By Anetta Nowosielska
I recently overheard a chat at The Living Room at The Maidstone between two couples about their favorite places to visit during winter. There was talk about skiing in Aspen and sunbathing in St. Barth’s, but what piqued my interest was the mention of a tiny place I know well. “One of the most romantic places we ever visited was Little Palm Island,” said one of the ladies, who judging by the distance between her and her partner as well as her constant reprimand of his every word, was way overdue for an amorous interlude.

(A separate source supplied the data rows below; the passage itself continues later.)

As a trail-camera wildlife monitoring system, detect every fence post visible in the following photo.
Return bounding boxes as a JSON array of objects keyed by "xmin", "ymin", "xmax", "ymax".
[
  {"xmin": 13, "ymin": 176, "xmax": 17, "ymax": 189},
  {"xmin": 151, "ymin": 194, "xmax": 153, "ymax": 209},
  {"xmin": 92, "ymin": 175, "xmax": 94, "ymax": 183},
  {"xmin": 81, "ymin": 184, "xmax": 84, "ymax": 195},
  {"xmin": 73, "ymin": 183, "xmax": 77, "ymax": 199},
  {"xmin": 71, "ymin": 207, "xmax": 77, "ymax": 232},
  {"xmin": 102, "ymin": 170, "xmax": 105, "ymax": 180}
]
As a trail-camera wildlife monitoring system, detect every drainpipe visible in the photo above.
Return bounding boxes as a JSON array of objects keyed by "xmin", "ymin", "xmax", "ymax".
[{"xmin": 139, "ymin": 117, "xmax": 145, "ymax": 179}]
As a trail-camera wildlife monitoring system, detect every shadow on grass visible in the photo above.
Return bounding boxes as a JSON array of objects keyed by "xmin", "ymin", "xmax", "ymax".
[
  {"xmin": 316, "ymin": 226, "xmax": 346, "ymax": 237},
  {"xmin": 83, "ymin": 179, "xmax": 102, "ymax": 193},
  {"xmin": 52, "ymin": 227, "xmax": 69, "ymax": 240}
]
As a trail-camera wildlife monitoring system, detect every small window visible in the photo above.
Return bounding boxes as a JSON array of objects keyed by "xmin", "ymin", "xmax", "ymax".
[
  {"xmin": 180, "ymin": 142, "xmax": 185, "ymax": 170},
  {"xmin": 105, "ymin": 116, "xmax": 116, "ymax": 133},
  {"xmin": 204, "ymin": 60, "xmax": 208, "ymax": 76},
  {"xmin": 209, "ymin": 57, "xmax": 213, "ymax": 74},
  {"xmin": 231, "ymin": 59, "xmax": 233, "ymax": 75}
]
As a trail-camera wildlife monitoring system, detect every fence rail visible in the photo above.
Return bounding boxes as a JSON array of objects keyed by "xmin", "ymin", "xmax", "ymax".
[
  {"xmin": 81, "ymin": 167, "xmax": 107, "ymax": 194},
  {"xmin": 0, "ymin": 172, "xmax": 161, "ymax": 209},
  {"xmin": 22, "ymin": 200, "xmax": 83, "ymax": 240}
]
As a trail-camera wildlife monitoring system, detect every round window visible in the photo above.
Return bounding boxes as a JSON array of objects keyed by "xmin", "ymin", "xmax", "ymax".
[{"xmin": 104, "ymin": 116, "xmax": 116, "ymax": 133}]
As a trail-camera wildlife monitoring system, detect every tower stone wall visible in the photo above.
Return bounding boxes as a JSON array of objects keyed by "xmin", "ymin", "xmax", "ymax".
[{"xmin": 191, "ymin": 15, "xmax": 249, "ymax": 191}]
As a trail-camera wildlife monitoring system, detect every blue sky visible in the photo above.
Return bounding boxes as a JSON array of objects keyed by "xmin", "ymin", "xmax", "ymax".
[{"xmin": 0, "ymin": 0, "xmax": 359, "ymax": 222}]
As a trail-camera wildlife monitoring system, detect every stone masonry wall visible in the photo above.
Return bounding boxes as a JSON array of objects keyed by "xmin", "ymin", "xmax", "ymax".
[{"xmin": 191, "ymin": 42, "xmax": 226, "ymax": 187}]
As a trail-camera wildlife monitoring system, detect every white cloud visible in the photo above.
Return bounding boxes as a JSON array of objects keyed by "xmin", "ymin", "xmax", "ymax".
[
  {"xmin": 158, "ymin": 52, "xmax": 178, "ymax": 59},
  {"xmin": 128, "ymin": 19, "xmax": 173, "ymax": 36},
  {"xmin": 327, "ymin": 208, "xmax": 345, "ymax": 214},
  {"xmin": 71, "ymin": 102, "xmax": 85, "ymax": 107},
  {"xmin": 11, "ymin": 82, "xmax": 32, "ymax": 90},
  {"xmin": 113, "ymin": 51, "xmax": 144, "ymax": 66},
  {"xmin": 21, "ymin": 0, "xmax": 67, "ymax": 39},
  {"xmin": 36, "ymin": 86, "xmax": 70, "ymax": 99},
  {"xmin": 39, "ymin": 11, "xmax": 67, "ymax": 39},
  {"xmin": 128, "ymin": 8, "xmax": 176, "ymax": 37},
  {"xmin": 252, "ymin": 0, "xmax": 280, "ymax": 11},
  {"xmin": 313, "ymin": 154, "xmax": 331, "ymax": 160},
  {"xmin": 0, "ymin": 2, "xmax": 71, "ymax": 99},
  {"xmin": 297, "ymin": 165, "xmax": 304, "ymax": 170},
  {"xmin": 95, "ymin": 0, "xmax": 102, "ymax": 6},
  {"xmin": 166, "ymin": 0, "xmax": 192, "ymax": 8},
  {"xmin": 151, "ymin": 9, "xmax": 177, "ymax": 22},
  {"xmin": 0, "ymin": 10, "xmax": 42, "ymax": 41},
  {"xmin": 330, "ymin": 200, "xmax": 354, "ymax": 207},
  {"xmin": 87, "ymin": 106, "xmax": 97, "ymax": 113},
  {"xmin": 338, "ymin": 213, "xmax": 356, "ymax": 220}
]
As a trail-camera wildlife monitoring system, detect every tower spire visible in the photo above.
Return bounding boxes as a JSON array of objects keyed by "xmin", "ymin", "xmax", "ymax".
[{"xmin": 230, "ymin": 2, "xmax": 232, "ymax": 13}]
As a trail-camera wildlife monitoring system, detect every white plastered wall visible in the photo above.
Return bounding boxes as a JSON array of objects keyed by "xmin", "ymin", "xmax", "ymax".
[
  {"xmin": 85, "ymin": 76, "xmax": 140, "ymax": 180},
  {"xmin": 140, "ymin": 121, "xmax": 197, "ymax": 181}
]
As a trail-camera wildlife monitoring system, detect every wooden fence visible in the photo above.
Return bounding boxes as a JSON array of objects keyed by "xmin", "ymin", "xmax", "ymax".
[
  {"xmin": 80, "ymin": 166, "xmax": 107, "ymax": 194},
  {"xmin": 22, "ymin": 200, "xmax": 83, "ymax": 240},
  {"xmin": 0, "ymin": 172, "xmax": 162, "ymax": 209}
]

And I concur; Little Palm Island is romance wrapped in rainbows. But here is the thing about destinations like this miniscule island in the Florida Keys: they tend to undermine all other blissful vacation experiences by setting the bar just a little too high. Take me, for example. My first visit to the tony island that embodies the notion of “getting lost fabulously” was many moons ago, back in the beginning of my traveling days when Holiday Inn was good enough and relaxing at the beach meant bringing your own towel and packed lunch. The few idyllic days I spent there — looking out onto the calm waters of the Atlantic from the comfort of my bungalow, all decked out in British Colonial splendor, while being catered to by a staff eager to get my every whim right — have profoundly twisted my vision of what a “spoil me rotten getaway” should be; much to the misfortune of so many other great destinations I have since visited. Be it Seychelles or St. Tropez or South Africa, I always compared those hot spots to Little Palm Island. So, when I was offered the opportunity to revisit my first luxurious stomping ground a few months ago, I took it without hesitation.
Mind you, in “going back” there are obvious traps to just about anything. Will it bewitch me the same way it did the first time? Have I become so jaded that anything short of revolutionary would be a disappointment? But sometimes, the more things change, the more they stay the same, and much to my relief, Little Palm Island is as stunning as ever.
Set amidst Jamaican coconut palms planted by one of its first inhabitants, the uber romantic 15 bungalows that house 30 suites are all set at water’s edge. Surnames, spelled out in blocks by the door, greet the guests, most of who are getting engaged, or on a honeymoon, or in the very least, hoping for either. The vaulted ceilings that rise to thatched roofs add a sense of exotic adventure while the net-enveloped, king size canopy bed — so high you’ll need the stool to reach it — is a shoe-in for that adult crib in The Princess and the Pea fable. Although the comforts of your bungalow, with antique bath and outdoor shower, may make you think twice about venturing outside, Little Palm Island offers many fabulous attractions to get you in the chill mode. Look no further than the spa for a relaxing way to kill time. If you are romantically inclined, reserve the Rainforest Spa Room that accommodates couples.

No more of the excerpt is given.